I'm trying to analyze some NGS files utilizing the Bioconductor-package ShortRead.
Recently I "discovered" that the ShortRead-function readFastq() is able to read normal .fastq files and also compressed .fastq.gz files. In my understanding, the file format should not influence the results.
dat <- ShortRead::readFastq(dirPath = "./", pattern = "tmp.fastq") dat.gz <- ShortRead::readFastq(dirPath = "./", pattern = "tmp.fastq.gz") length(dat) length(dat.gz)
I get all the NGS-results as compressed *.fastq.gz files. Therefore, for this "test" I basically used the same file, first I analysed it in its compressed state and than I did the same thing but decompressed it beforehand using "gunzip".
But for some reason, I get only half of the number of sequences if I read the .fastq.gz file compared to the uncompressed file. If I analyze the data further I get basically the same number of unique sequences but with also exactly only half of the reads per unique sequence. Just to avoid confusion, with "reads" I mean how often can I find the same unique sequence within the .fastq file.
Unfortunately, I cannot share the .fastq files since they are confidential but, assuming this is not only a problem on my side, this phenomenon should be present with every available .fastq file.
After some time I investigated this issue further by utilising an artificially small test-file, containing only 5 unique sequences.
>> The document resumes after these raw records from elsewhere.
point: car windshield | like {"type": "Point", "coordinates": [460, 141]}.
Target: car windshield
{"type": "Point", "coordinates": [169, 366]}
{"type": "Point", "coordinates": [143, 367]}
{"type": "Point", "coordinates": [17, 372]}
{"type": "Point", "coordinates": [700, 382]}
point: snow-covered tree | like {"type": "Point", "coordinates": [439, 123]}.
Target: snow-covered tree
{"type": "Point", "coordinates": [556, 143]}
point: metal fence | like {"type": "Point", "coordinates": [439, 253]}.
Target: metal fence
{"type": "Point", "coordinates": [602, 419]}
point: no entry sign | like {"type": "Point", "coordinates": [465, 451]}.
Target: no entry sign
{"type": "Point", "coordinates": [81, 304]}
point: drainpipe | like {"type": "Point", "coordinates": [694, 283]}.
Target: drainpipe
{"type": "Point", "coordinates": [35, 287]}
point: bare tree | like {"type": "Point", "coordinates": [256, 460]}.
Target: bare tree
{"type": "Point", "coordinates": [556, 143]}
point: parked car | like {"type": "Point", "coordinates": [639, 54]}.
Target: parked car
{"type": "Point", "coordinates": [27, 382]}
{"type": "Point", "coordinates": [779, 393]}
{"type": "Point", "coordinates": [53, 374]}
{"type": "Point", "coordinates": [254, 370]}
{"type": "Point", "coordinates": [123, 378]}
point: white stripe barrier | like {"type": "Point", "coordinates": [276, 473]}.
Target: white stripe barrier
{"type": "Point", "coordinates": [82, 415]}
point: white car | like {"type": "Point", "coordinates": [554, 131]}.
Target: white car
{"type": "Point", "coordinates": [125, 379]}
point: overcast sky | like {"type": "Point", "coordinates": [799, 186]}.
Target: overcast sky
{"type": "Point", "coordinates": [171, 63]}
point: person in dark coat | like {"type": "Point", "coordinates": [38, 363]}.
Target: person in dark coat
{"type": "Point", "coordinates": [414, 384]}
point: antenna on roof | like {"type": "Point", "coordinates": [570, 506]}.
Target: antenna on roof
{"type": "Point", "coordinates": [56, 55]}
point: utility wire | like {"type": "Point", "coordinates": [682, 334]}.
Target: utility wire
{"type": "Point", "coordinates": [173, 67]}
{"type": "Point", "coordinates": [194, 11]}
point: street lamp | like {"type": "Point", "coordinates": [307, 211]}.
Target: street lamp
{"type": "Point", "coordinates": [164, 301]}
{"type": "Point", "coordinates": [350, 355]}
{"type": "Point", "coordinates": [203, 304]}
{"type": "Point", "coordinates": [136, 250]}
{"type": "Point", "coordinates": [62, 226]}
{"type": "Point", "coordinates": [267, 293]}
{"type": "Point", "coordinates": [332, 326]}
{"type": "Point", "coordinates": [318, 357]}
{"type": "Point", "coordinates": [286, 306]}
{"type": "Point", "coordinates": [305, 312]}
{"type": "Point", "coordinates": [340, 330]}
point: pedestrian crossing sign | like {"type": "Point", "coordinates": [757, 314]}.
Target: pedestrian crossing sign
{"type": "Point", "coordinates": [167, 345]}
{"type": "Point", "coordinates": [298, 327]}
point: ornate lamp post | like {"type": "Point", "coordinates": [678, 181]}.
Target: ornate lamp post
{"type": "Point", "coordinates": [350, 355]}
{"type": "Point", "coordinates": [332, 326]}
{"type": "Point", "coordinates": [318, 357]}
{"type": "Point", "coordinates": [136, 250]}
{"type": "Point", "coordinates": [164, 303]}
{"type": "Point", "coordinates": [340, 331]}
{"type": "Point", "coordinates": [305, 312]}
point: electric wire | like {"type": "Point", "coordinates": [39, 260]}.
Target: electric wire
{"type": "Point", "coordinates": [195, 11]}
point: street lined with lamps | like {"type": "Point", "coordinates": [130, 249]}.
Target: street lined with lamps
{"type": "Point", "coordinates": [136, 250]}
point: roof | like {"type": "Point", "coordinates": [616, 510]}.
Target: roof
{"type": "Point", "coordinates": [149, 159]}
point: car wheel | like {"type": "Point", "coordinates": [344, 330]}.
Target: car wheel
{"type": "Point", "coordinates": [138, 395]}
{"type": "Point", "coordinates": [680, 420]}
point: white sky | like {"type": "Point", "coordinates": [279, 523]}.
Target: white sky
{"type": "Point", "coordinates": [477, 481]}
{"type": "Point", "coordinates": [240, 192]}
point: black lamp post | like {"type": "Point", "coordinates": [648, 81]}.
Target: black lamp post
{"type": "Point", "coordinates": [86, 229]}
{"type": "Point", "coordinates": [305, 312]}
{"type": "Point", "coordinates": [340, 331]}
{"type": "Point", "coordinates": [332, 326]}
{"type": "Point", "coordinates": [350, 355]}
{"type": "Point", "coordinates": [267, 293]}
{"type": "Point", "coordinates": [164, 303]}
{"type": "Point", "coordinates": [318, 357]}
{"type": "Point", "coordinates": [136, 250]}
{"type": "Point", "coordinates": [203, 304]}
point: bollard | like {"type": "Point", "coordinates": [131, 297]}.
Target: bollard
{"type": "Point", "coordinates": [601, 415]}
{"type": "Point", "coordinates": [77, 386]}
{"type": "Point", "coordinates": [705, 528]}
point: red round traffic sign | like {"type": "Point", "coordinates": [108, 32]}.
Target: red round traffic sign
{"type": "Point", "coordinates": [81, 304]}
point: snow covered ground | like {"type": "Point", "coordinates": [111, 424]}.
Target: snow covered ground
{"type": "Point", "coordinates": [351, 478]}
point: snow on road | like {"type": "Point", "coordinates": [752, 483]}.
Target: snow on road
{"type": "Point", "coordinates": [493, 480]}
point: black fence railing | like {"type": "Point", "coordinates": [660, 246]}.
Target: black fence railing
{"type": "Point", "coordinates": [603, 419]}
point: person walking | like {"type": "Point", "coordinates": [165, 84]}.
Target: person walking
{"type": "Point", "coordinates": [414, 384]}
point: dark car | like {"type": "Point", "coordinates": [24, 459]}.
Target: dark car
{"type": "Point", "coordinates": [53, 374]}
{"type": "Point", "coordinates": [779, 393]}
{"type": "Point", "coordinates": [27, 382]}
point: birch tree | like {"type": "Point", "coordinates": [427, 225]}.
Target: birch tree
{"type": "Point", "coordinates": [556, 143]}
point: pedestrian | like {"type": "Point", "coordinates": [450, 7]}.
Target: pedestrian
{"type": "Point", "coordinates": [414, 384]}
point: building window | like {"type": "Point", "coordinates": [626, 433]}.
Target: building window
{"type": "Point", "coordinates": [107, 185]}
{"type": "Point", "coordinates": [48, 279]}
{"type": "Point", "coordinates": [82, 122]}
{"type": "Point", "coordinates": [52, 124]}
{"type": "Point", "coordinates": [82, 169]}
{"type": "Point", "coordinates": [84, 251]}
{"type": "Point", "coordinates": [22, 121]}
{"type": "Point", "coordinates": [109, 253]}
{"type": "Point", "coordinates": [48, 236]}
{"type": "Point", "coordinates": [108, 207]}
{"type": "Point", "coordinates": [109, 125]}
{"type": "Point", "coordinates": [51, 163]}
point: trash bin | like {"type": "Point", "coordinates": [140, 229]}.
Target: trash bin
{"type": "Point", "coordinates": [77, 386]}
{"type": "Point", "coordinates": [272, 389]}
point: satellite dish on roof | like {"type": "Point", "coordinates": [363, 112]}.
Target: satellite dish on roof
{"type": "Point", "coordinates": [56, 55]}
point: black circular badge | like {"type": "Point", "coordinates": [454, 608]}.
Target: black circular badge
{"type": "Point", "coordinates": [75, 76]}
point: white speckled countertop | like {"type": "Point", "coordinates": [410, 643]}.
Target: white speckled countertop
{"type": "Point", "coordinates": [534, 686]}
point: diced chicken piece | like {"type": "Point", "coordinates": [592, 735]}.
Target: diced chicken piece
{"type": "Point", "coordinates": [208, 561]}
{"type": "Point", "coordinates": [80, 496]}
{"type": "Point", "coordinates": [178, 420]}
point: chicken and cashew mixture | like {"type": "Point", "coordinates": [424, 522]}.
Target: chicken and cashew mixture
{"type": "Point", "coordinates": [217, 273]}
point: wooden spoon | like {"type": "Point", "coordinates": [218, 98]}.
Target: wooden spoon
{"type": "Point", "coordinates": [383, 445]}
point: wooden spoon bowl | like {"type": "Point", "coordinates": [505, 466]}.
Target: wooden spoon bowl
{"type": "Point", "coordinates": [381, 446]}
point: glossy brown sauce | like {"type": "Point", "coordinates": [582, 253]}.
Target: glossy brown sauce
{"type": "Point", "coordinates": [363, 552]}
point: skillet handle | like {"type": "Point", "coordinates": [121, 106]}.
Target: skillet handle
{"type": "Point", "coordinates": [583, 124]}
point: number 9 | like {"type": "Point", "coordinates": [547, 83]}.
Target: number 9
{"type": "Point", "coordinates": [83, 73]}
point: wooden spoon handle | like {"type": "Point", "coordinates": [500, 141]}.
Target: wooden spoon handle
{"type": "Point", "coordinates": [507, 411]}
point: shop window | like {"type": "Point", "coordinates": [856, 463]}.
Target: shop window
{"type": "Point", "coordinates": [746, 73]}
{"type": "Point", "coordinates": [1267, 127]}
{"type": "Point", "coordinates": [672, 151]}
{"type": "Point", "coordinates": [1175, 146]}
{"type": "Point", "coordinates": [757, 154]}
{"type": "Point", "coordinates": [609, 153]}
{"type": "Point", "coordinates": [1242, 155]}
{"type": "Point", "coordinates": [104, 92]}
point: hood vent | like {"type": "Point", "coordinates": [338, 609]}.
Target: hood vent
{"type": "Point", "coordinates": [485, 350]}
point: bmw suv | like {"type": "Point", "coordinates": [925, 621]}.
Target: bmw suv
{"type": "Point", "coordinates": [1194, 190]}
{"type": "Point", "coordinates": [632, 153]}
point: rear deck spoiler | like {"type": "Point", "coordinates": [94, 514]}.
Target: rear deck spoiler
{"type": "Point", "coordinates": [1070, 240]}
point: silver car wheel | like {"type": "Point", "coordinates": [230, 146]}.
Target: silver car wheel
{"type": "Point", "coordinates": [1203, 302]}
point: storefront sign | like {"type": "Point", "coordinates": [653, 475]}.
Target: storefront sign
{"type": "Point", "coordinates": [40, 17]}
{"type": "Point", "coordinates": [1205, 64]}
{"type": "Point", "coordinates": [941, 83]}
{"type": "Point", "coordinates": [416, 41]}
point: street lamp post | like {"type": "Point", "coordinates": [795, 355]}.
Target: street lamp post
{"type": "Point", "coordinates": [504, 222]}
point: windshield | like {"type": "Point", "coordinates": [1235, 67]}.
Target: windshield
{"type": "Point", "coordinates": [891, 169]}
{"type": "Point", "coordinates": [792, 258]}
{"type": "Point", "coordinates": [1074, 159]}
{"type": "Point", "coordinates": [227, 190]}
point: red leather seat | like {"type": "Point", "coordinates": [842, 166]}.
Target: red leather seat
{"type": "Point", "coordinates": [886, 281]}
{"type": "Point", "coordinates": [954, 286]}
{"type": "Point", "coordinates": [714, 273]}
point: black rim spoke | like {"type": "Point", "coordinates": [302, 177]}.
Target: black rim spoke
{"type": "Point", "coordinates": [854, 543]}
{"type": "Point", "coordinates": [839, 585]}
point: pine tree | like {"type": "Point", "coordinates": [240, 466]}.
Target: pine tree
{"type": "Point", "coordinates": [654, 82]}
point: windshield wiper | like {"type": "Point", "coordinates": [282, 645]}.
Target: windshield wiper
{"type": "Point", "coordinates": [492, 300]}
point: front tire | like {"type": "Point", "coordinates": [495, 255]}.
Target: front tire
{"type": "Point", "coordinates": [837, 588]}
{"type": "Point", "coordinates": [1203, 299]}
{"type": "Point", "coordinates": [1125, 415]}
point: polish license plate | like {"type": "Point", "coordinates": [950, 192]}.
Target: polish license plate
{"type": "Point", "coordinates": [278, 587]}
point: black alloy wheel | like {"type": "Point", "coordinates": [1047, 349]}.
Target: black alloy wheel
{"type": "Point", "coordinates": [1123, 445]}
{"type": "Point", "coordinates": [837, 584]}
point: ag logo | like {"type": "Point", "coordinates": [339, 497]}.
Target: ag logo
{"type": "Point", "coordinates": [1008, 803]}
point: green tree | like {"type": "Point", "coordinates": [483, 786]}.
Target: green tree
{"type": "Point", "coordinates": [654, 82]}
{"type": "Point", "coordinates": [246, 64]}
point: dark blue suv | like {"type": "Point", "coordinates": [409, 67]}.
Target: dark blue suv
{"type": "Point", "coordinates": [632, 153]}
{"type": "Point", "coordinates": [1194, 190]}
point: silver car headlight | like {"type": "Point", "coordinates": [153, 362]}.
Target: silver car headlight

Reading the compressed file
ShortRead::readFastq(dirPath = "./", pattern = "tmp.fastq.gz") leads to actually getting all 5 sequences just once but reading the decompressed file
ShortRead::readFastq(dirPath = "./", pattern = "tmp.fastq") results in getting all 5 sequences twice (so in total 10 sequences). I also double-checked the .fastq and the fastq.gz file and there should only be 5 sequences in total.
I'm using R version 3.5.0 (2018-04-23) -- "Joy in Playing" and the ‘ShortRead’ package version 1.40.0.
Can somebody maybe reproduce this issue with there own .fastq-files?